Back home, I took one look at my tiny daughter…
…another at the giant can of infant formula on the counter…
…and mixed her up an eight-ounce bottle.

This was not the first time I’d fed her with a bottle, nor the first formula she’d tasted, but it was the first time I’d touched the stuff myself. It did not burn my fingers or reek of brimstone. It dissolved into water, smelled innocuous, and was ready in an instant. Eight ounces, just like that. Effortless. A whole morning’s worth of frustrated, struggling nursing sessions would not have yielded this much.

I settled into the armchair with baby, Boppy and bottle. I didn’t want to wean you this soon, I thought bitterly as the rubber nipple brushed her cheek.

She swiveled around and fastened onto that bottle like a lifeline. For the first time, she met my gaze while eating, and the look she gave me was one of such overwhelming relief and gratitude that I choked up again. It took her less than five minutes to drain the whole bottle.

And it hit me like a suckerpunch: I had already weaned her. She’d been getting less than 20% of her nutrition from breastmilk for weeks now. I just hadn’t been feeding her the other 80%.

“Don’t use the word fail,” my stepmother cautioned me. “Say you did the best you could. Because you did.”

I don’t need to mince words. This was a campaign that did not work out. Failure doesn’t imply a lack of trying, because good God, we tried. But we did not succeed. And there is no shame in that, only truth. Some people can lactate enough to feed several babies. Many people can make enough milk to feed at least one. I couldn’t.

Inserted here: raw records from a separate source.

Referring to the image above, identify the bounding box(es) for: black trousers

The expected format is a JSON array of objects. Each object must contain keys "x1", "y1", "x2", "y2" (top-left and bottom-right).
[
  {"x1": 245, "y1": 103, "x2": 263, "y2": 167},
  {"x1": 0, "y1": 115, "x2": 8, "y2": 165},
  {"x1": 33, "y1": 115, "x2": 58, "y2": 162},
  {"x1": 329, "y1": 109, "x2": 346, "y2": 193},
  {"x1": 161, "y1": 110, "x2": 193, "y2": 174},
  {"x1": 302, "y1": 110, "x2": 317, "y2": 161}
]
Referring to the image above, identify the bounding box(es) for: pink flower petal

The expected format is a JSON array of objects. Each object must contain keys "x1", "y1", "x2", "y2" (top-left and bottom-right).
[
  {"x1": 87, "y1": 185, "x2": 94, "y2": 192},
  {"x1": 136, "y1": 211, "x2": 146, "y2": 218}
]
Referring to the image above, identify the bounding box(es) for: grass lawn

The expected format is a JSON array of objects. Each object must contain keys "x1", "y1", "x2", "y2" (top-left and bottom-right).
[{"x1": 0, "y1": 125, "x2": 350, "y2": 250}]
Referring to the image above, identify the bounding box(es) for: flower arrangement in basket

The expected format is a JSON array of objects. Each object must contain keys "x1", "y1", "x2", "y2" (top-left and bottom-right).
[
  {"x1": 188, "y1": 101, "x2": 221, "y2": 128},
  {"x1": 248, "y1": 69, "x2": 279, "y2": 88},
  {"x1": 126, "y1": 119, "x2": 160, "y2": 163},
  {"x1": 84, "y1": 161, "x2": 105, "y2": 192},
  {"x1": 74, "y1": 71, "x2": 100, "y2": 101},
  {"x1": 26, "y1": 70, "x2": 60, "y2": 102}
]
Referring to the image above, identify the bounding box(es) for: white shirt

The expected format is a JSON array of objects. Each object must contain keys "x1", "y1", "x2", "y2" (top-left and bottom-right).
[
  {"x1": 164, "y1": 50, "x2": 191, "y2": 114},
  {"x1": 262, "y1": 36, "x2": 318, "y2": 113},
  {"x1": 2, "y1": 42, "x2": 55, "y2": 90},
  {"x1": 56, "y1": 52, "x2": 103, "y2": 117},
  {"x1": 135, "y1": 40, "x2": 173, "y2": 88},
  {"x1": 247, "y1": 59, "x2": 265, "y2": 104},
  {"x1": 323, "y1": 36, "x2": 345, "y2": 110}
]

Does that make me a subpar mother, a lesser woman? I don’t think so. Somehow I managed to gestate and give birth to an incredible human being who is very much alive and happy to be here. Certainly some people would have me believe that the measure of my motherhood depended on the output of my udders; our awful Bradley instructor called formula “crack” and admonished us never to let the stuff into our kitchen. But as Natalie tucked into that bottle, I felt my own fresh relief. I had finally achieved adequacy. I was meeting her needs. After months of providing little more than life support, I was finally feeding my daughter. And I could feed her as much as she wanted without ever worrying about running out.

That was a week ago, and in the meantime, miracles have happened. She still nurses several times a day, but now she gets as many bottles as she asks for. And if our bathroom scale is to be believed, she has already gained roughly two pounds. (Let me repeat: Two pounds. A 20% increase in body weight in less than a week.) Her fussing has vastly diminished; now she prefers to emit a litany of delicious giggles and squeals. A few nights ago, she slept for over six hours straight. She’ll meet your gaze across the room and respond with a huge brilliant grin. And & claims that, while I was out at rehearsal, he observed her roll over from her back onto her tummy.

There are three days left in my Lenten discipline. I’ve managed to pump and freeze enough breastmilk that Noodles is assured of continuing antimicrobial-superfood goodness long after I cease to lactate (whenever that may happen). But just as importantly, thanks to the nice people at Earth’s Best Organics, she’s now assured of adequate nutrition too. And this whole chapter of her childhood is hereby closed.

I suspect that this is merely the first in a lifelong series of Things We’ll Find To Worry About. But now at least we can move on to the second.